State betrayed graduates; and now they aren’t allowed to drive carts!

Graduands during the Moi University’s 38th graduation ceremony on August 22, 2019. Unemployed graduates have been betrayed by the government and must now contend with a severely constricted path to socially promised success.


Photo credit: File | Nation Media Group

What you need to know:

  • Traditionally, the graduate was an aspirational class that both represented high achievement and serious potential.
  • The graduate was a person of great distinction as well as great prospects.

A fiery eruption of outrage greeted the Hustler Nation’s “wheelbarrow” sensation a fortnight ago. This reaction came from scandalised elites and elitists who vehemently protested that the “Hustler empowerment” symbolism marginalised and insulted graduates.

Many well-known professional elites came down really hard on the mkokoteni optics, terming them demeaning, despondent and altogether inappropriate in terms of the career aspirations of graduates.

Obviously, this criticism could also be seen to implicitly denigrate all the millions of Kenyans whose daily work requires them to operate these implements. But that is not my focus.

Rather, what was fascinating was the representation of the graduate as a special demographic category entitled to very particular consideration in all sectors, including the fraught domain of political performance.

There is tremendous merit in examining this phenomenon in context. Traditionally, the graduate was an aspirational class that both represented high achievement and serious potential. The graduate was a person of great distinction as well as great prospects. She occupied a conjuncture of chronological progression and social mobility.

Mortal coil

Pre-colonial society mainly locked people into rigidly bound age groups and occupations. An age cohort progressed through the rites of passage together, graduating along pre-determined stages into elderhood, before exiting the mortal coil into the realm of ancestors.

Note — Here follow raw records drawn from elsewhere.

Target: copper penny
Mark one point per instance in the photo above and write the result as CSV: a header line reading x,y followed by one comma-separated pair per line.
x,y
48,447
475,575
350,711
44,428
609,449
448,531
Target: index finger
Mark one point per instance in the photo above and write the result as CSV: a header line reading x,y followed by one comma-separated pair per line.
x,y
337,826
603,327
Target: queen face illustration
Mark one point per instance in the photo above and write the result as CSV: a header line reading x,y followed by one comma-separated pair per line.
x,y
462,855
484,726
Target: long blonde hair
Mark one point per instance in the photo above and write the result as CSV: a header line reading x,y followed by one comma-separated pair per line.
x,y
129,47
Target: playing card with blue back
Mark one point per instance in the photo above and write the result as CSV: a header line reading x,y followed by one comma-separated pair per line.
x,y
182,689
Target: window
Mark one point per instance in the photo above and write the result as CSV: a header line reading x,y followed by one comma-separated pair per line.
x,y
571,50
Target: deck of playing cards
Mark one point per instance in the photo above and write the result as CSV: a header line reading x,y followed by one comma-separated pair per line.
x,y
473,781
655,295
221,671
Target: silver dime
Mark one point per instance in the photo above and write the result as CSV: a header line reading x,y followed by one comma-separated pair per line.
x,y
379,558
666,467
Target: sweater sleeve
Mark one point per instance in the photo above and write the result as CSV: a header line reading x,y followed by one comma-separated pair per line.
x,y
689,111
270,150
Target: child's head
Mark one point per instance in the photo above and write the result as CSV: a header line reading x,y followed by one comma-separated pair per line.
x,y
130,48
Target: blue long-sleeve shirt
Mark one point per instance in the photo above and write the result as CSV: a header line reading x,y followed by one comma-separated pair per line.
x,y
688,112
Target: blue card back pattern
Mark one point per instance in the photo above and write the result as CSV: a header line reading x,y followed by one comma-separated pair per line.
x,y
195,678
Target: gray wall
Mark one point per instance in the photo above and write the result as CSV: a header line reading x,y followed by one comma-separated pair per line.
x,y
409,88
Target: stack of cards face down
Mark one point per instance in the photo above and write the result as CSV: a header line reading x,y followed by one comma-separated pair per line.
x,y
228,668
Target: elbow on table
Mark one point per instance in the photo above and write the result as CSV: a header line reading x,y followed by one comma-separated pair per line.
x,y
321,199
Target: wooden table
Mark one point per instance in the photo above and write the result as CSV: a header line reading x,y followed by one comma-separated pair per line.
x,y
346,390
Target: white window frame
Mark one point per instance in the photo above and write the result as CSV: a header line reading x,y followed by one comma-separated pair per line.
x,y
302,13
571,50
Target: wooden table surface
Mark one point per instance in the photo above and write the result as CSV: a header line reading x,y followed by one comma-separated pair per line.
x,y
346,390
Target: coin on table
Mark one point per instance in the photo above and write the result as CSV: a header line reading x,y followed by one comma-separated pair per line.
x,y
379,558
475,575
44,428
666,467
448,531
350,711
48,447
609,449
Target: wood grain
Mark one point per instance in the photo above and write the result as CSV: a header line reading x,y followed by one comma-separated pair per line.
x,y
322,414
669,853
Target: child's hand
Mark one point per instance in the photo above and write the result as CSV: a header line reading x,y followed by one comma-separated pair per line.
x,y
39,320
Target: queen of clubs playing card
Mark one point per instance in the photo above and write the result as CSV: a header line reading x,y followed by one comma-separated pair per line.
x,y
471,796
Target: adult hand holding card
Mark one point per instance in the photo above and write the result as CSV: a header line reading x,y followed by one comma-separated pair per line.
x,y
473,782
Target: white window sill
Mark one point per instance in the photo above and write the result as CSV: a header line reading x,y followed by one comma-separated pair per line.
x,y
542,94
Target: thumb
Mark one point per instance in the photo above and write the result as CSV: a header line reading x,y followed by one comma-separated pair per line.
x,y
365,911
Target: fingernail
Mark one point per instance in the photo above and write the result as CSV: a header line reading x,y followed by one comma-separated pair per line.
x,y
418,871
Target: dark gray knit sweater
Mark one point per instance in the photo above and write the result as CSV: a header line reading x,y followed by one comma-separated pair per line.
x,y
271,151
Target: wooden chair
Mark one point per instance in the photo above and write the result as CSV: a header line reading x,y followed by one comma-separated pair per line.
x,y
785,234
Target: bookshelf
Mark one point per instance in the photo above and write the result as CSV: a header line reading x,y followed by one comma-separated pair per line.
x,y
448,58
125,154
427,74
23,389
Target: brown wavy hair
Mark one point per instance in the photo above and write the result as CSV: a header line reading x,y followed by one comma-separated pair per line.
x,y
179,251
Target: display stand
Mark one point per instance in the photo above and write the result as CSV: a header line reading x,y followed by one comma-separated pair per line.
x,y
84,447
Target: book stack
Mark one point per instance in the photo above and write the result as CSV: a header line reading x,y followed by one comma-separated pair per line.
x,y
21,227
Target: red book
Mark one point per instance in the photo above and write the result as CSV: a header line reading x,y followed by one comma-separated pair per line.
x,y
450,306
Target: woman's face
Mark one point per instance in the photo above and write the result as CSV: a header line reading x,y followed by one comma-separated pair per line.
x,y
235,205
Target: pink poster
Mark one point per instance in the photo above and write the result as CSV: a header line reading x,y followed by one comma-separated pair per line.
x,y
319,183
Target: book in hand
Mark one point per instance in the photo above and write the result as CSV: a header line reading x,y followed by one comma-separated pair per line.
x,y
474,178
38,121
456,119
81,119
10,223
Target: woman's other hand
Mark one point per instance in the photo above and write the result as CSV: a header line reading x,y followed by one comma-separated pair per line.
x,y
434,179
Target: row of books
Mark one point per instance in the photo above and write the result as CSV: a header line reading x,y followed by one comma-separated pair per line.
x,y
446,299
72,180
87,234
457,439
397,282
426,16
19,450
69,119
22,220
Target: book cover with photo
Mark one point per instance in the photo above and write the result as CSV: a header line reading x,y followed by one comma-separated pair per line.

Of course, each stage had its prodigies, who were rewarded with high reputation. Occupations were likewise fixed, being practised by specific families and passed down lineages. There was structure, order and stability in this fixedness, and no youngster ever had to contend with the angst of, “What shall I do with my life?” or, “What will become of me?”

Modernity came with its own order, and supplanted the old. It also liberalised human pursuits, and today the very idea of family oriented trades is fairly exotic.

Similarly, upward mobility disrupted the harmonious collective drift of humanity along the course of life, making it possible for a young man to be called “Boss” by his father’s age mate. It also redefined purpose, creating new goals, new parameters and new paths of achieving them.

Embedded in capitalism

Education is the instrument of this definition and of equipping people with the means of pursuing it.

The modern state, embedded in capitalism, is underpinned by the idea of socioeconomic classes. The elite, as an aspirational category, is the repository of leadership for every sector. It comprises a group deliberately curated, mainly through a meritocratic education system that identifies and rewards outstanding performance.

A youngster who applied herself and pleased her teachers, therefore, situated herself firmly on the fast track to join the elite via the institutions of higher education.

For a long time, the state’s explicit strategy of elite creation was discernible in its policy towards pre-university and university students. The amenities these youths enjoyed socialised them to the world view and lifestyle of the leading classes.

On completing their education, young people smoothly ascended a ladder of incremental success in their professional world, rising inexorably into top leadership.

The graduate, therefore, was self-consciously destined for great things. The whole system, however, depended on governance and public management and sustainable economic growth.

The Structural Adjustment Programmes era in particular all but retired the idea of elite class construction. The graduate as an iconic social marque collapsed.

It was replaced by a precarity of prospects that over time turned pride and optimism into anxiety and despair.

Small, medium-sized and microenterprises, especially in the informal sector, were never part of the graduate’s prospective occupational domain. Indeed, jua kali used to be a pejorative reference to the menial pursuits of those who fell off the elite-production wagon.

Empowerment

Youth empowerment encompasses the millions of non-graduates in the informal sector as well as unemployed graduates who must now contend with a severely constricted path to socially promised success.

By forming groups, youth in the informal sector can access working capital — even in the form of wheelbarrows — and become employed.

Graduates do not have such luck. Employment for them entails hard crunching, at the policy level, of interventions that sound theoretical and future-oriented in ways that do not inspire hope.

The outrage at the prospect of graduates mixing it up with handcarts, wheelbarrows and boda boda was significant in important ways. It called us to reflect on the continuity and sustainability of our system for producing our leadership cadre.

Second, it suggested that, despite massive official negligence, our graduates — who somehow thrived despite prison-like pens, overcrowded facilities and hardscrabble subsistence in threadbare education institutions — still take themselves seriously as future elites deserving of a better deal.

They have kept their end of the deal. They rise up from the mud and dust of the struggle, holding up improbably impeccable cheques, which the state should, yet cannot pay.

This failure sets us firmly on the path to failure.